Troy looked at himself. His coat was filthy again, he had no tie, his shirt was black at the cuffs and his shoes were sodden. Next to him Wildeve looked scarcely better and smelt of vomit. He was having difficulty staying awake and Troy could see him fighting the inevitable flutter of his eyelids.
‘I called the Branch from home,’ Onions said. ‘I talked to Charlie Walsh, the CI in charge of Miller. He was grim about it all, but he’ll let us get on with it.’
‘That won’t stop him carrying out his own investigation. I’ve never known them not to look after their own.’
‘There’s not many Special Branch officers killed in the line of duty. In fact I can’t remember a case. That’s our lot more often than not. I think you’d better give him a day or so on the paperwork.’
‘What?’ This struck Troy as an outrageous request. ‘A murder. A copper shot to death on the street and he wants a day or two?’
‘I get the impression this Miller was bit of a loner.’
‘For god’s sake, Stan. This is madness!’
‘A bit of a loner,’ the timbre of Onions’s voice changed slightly but in a way that spoke volumes. ‘You know the sort of bloke. Doesn’t keep his Super up to date. Goes wandering off on his own.’
Troy knew he had gone too far in raising his voice to Onions. He was now coming around the desk heading for the hapless Wildeve, who had fallen asleep with his legs crossed and one foot sticking idly into air. Onions kicked the foot and it shot to the floor tilting Wildeve’s posture so that he almost fell off the chair.
‘Wake up, boy!’ Onions yelled in his ear.
‘Yah worra,’ Wildeve said, his head pivoting madly in a desperate attempt to locate his bearings.
Troy steadied Wildeve with a hand and shot him a ‘say nothing do nothing’ look.
‘You’ll have plenty to do,’ Onions went on.
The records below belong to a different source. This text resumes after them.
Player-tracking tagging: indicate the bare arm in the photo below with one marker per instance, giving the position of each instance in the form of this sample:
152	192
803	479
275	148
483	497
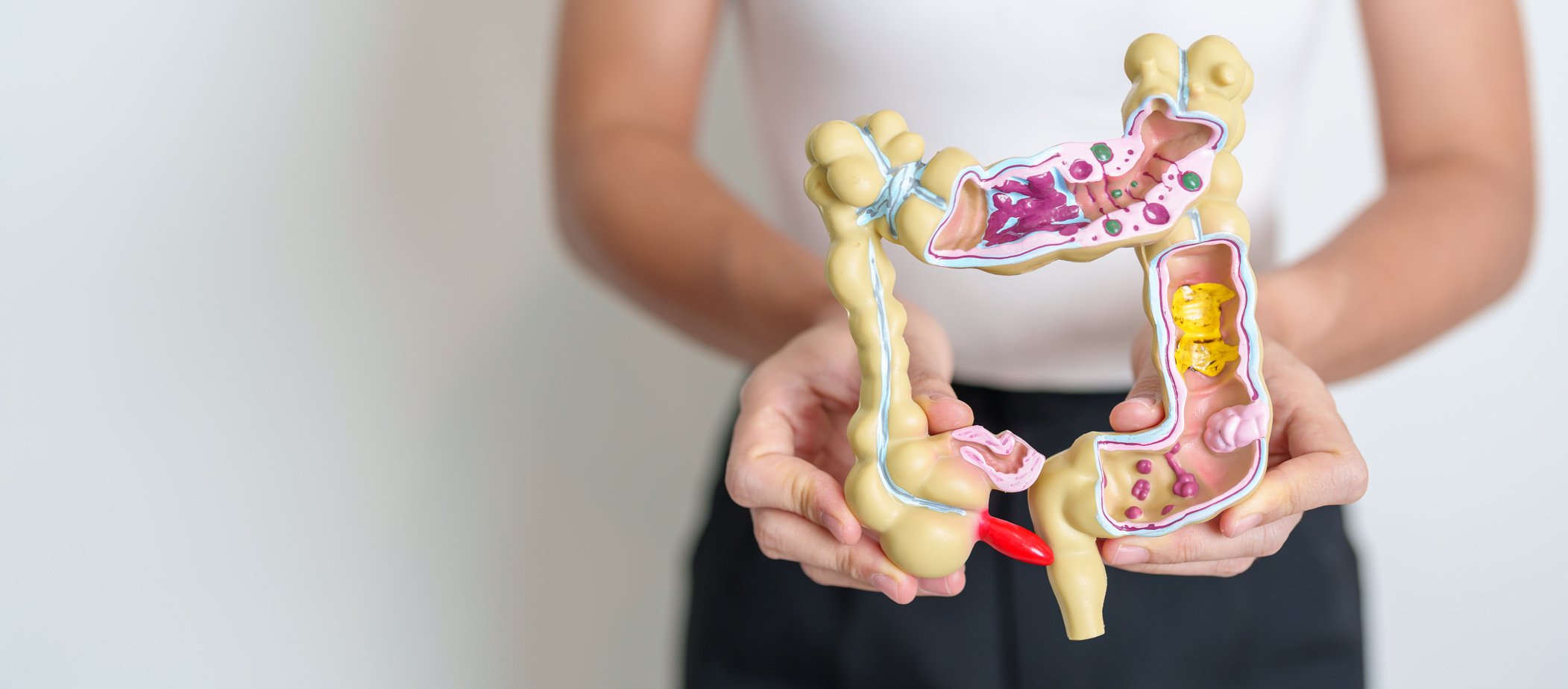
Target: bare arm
635	203
1452	230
‘I’m doing it. The bullets have g
one off to Hendon. I got Thomson and Gutteridge out of bed. One to watch at Tite Street, the other at Norfolk House. And I’ve two chaps in uniform doing the cab ranks to find the driver of Wayne’s cab. The driver of Miller’s is in the Paddington Hospital. They won’t let me see him till tomorrow. I’ll be ready for whatever Walsh has by seven o’clock.’
‘Chief Inspector Walsh to you. And, like I said, give it a day or two.’
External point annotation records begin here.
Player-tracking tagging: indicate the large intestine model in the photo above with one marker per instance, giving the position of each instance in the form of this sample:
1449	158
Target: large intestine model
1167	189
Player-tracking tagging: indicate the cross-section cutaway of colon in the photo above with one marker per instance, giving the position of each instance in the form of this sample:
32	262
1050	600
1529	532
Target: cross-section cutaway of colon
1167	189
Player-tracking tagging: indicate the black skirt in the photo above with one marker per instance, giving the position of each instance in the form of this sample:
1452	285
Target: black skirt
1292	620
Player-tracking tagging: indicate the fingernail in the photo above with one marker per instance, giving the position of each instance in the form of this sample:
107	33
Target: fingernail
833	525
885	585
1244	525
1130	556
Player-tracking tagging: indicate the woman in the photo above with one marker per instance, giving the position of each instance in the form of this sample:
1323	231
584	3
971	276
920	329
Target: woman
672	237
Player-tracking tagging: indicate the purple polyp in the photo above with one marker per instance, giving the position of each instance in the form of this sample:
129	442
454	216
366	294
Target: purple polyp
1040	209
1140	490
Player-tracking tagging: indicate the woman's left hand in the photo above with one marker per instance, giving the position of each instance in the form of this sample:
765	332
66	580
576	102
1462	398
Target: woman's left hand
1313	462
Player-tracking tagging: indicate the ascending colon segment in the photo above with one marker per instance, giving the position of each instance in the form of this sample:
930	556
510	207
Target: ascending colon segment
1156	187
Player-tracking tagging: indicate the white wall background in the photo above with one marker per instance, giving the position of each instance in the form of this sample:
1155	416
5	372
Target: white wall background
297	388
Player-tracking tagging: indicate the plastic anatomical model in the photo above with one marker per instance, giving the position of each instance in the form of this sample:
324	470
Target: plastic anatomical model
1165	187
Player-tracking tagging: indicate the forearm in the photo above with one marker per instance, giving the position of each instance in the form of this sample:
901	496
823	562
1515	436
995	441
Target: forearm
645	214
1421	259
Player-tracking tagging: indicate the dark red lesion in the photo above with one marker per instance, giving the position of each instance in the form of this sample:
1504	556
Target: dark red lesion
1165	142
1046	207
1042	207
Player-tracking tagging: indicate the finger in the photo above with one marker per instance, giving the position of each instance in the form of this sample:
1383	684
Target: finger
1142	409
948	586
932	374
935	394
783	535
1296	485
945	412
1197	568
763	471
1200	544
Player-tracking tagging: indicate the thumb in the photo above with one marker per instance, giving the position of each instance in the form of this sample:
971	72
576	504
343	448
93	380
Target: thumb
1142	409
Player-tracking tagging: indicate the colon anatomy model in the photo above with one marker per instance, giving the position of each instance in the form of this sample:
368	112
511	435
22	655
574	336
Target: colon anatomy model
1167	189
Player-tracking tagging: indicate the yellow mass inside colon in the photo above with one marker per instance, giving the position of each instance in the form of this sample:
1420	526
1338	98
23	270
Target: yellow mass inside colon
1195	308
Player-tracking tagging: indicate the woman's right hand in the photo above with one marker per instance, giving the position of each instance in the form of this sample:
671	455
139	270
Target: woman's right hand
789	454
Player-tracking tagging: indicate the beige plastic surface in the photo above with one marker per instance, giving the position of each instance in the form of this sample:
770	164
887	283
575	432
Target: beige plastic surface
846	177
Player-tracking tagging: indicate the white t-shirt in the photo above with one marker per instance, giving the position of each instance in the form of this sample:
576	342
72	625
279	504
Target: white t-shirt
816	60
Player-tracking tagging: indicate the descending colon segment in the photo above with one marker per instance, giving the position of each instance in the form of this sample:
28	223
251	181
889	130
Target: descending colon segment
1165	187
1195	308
Troy pushed luck. ‘You have at least established that Miller was following Wayne?’
‘It’s hardly a coincidence, is it?’
‘But Walsh did confirm he was following Wayne?’
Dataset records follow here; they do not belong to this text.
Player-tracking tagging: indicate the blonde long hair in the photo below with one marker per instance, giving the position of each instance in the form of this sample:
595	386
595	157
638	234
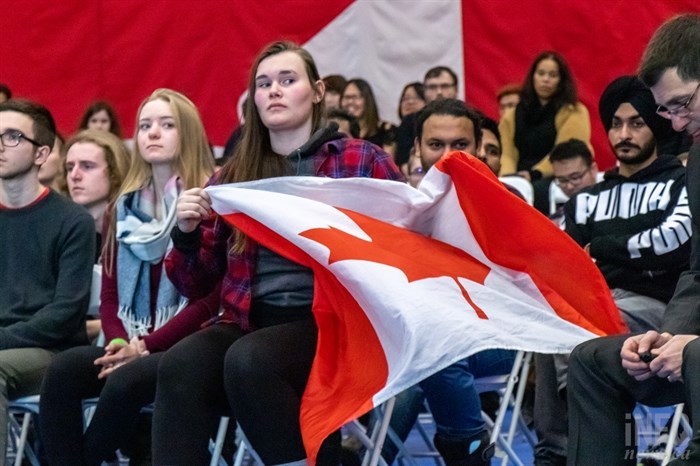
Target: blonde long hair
194	162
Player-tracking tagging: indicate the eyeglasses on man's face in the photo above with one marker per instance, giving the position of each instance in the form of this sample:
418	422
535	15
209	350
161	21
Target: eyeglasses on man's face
681	111
12	138
574	178
441	87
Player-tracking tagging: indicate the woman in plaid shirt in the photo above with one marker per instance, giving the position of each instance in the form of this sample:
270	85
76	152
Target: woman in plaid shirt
257	353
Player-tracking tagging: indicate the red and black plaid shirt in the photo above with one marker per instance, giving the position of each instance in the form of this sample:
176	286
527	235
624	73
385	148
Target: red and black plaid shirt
202	259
‘I’m satisfied that he was following Wayne.’
‘Why?’
They were both standing now, squared off to each other across the desk. Onions opted to lower the stakes, resumed his seat, slicked back his hair in his habitual gesture and waited a few quiet seconds until Troy too had sat down again.
‘I’ve known Charlie Walsh the best part of twenty years. If he has a slight problem . . . ’
Troy bit his tongue at the word ‘slight’, but forced himself to say nothing.
‘ . . . And needs, say, twenty-four hours’ grace, I’ll let him have it. We know Miller was following Wayne. That’s what matters. And at seven o’clock you’ll be too damn busy with MI5. You’re not the only one getting buggers out of their pits. I had that ponce Pym on the line and told him I wanted to see him and Zelig and whoever else is in charge of this mess a.s.a.p. He offered me noon, we compromised on 7 a.m.’
Troy would have hated to be in Neville’s shoes when he took that call.
‘Ah,’ he said. ‘I see. Walsh can’t talk until he’s gone through channels.’